Construction of hierarchical FSMs out of FSM components is automated as well. I introduced a notation for specification of assembly of FSM components. These specifications define containment; synchronization points; data exchange between pairs of FSM components; event sources; an event-processing mode. I utilize the same code generation technique: execution of a compiled specification class creates a class derived from the specification class. These classes generated from the assembly specifications implement control flow among components and support data exchange between them. In case of asynchronous event delivery, the classes generated from the assembly specifications also serve as event adapters. FSM containers play the role of composite states in hierarchical statecharts. Note that UML's concurrency facilities can be supported within this framework.

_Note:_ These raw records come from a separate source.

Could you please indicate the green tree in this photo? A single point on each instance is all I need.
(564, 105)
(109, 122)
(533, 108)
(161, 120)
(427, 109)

See my paper 'A Hybrid State Machine Notation for Component Specification' in the April 2000 issue of SIGPLAN Notices for a detailed description of the hybrid notation. Click here to view an earlier variant of this paper in PDF. See my article 'State Machine Specification Directly in Java and C++' in OOPSLA 2000 Companion for description of the assembly specifications. Source code of the FSM specification and generation package is written in Java and is available for download. Note that the variant of this package available for download does not incorporate support for synchronization points and for hybrid transitions with regular expressions of events.